2. De Commissie draagt ervoor zorg dat alle vergaderingen van het Comité, het bureau en de werkgroepen worden bijgewoond door vertegenwoordigers van het passende niveau van de betrokken diensten.

3. Een vertegenwoordiger van het secretariaat van elk van de in artikel 4, lid 3, onder a), genoemde organisaties mag in voorkomend geval aan de vergaderingen van het Comité als waarnemer deelnemen.

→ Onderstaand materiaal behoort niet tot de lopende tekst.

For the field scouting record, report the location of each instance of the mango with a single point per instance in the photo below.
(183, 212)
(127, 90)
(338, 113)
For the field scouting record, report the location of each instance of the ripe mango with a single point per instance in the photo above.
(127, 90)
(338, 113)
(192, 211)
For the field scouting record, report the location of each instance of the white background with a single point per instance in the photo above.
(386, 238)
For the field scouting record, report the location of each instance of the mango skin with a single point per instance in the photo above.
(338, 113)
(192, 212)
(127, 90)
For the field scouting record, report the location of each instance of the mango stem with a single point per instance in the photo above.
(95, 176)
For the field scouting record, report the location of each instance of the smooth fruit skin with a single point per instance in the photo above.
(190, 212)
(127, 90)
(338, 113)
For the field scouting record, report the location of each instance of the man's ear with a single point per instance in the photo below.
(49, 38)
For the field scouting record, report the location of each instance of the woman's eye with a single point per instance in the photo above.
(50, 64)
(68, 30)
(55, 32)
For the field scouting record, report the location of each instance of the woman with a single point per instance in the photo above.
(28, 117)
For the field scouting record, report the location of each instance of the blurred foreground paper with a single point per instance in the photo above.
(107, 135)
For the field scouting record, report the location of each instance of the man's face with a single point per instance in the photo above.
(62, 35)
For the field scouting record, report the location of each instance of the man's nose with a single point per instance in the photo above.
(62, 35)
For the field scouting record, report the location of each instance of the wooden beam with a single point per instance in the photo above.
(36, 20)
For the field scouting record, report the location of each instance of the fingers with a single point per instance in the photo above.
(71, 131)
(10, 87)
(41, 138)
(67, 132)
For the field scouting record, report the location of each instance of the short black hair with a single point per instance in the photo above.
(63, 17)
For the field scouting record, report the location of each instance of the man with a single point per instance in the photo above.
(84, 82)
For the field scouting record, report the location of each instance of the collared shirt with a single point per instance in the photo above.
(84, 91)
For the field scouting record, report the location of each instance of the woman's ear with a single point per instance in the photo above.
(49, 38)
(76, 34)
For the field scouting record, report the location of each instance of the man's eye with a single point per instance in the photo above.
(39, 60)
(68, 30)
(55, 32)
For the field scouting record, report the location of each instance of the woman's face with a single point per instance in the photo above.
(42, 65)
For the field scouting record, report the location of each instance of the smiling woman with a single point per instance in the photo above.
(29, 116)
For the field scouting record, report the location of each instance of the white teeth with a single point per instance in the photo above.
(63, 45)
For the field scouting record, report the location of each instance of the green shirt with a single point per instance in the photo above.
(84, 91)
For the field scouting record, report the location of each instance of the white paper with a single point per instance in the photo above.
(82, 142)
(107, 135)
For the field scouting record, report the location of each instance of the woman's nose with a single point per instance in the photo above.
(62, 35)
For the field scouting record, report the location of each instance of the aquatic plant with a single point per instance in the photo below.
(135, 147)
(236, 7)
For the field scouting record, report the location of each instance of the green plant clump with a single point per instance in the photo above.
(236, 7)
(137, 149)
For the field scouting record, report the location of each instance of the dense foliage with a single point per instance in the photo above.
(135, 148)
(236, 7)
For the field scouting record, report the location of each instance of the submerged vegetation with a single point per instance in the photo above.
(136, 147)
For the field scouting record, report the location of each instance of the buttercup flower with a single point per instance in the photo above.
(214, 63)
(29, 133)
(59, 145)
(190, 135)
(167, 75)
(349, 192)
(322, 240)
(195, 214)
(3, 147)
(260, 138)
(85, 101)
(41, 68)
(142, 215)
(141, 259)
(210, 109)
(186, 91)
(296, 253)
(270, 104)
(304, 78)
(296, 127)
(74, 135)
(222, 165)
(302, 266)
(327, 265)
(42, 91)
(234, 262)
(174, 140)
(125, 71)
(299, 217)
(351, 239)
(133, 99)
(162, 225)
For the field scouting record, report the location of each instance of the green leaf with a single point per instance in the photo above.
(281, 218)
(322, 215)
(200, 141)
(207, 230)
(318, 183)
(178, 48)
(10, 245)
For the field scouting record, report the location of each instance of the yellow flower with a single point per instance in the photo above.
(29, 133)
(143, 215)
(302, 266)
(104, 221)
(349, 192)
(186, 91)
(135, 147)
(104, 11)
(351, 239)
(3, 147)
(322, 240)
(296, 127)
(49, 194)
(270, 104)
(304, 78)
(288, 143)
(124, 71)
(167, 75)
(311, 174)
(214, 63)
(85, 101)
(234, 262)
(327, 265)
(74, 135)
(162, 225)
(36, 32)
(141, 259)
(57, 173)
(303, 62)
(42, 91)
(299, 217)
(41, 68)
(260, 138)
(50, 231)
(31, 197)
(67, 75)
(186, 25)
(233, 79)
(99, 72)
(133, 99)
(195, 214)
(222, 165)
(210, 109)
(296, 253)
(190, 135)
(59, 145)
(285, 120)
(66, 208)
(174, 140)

4. Na raadpleging van het Comité kan de Commissie andere dan de in artikel 4, lid 3, genoemde organisaties verzoeken om als waarnemer aan de werkzaamheden van het Comité deel te nemen.

Artikel 13

Indien de Commissie het Comité ervan in kennis heeft gesteld dat een gevraagd advies betrekking heeft op een aangelegenheid van vertrouwelijke aard, is het de leden van het Comité, onverminderd het bepaalde in artikel 214 van het Verdrag, verboden bekendheid te geven aan informatie die zij op de bijeenkomsten van het Comité, de werkgroepen of het bureau hebben verkregen.

Artikel 14

Na het Comité te hebben gehoord, kan de Commissie dit besluit in het licht van de opgedane ervaring herzien.

Dit besluit treedt in werking op 1 augustus 1990.

Gedaan te Brussel, 30 juli 1990.

Voor de Commissie

Vasso PAPANDREOU

Lid van de Commissie

(1) PB nr. C 13 van 12. 2. 1974, blz. 1.

(2) PB nr. C 70 van 1. 7. 1972, blz. 11.

(3) PB nr. C 175 van 4. 7. 1984, blz. 1.